3. What is the stent graft endovascular treatment of AAA's?

Instead of the direct resection of the aneurysm, a stent graft is placed inside the aneurysm. The device is supported by a wire framework, in order to avoid collapse. The stent grafts usually come in different sizes, so that a tight fit can be achieved at the proximal and distal ends of the aneurysm. This device is introduced through a small incision in both groins. The entire procedure is performed either in the operating room or radiologic suite. A successful outcome means that the arterial pressure is eliminated from the aneurismal wall by the stent graft. Thousands of patients have now been treated by this procedure in the US and around the world. The FDA has recently approved two different stent grafts for treating AAA's and more will be released in the future.

4. How do I know if I am a candidate for the stent graft treatment of AAA's?

Basically, the workup for patients with AAA's being considered for the stent graft involves two tests: Helical CT scan of abdomen/pelvis and Angiogram of aorta and runoff with special catheter to measure lengths. These two tests provide the various diameters and lengths needed to size the AAA properly. Iliac arteries that are small, heavily calcified or extremely tortuous may not allow passage of the stent graft into the aneurysm via the femoral arteries in the groin. In some cases, the aneurysm begins just below the renal arteries, which means there is no neck. Most stent graft devices require at least a 10 mm neck length, and one device > 5 mm length. Although stent grafts can be inserted inside AAA's with either no neck or severe angulation, the chance of a good permanent seal is not good.

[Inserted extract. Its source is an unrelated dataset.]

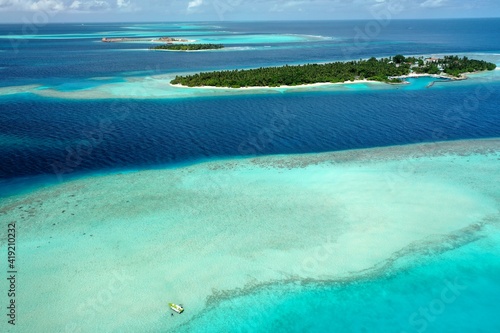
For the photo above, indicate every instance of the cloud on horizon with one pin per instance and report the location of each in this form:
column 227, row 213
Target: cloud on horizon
column 178, row 10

5. What are the clinical results using stent grafts for treating AAA's?

Based on the worldwide experience, the results of endovascular stent graft AAA repair in both high and low risk patients are quite impressive. Overall success ranges from 91-98% Mortality 2% Conversion rate 4% (convert stent graft technique to open repair) Endoleak 2 -15% (incomplete seal by stent graft or feeding lumbar artery or ima) Graft limb thrombosis <2% Bloodloss minimal

6. What is the usual length of hospital stay, recovery time, and followup?

The stent graft AAA technique requires around 2 hours. Anesthesia is usually provided by epidural technique. Most patients are able to go home by the next day or two. Full resumption of activity is allowed after 7-10 days. Followup is carried out 1 week postop, then at 1, 6,12 months with CT scans. Yearly followup is then recommended. This type of continual surveillance is necessary, in order to be able to detect endoleaks or other problems, should they arise. Some patients cannot tolerate CT scans due to renal impairment, so other diagnostic studies are performed.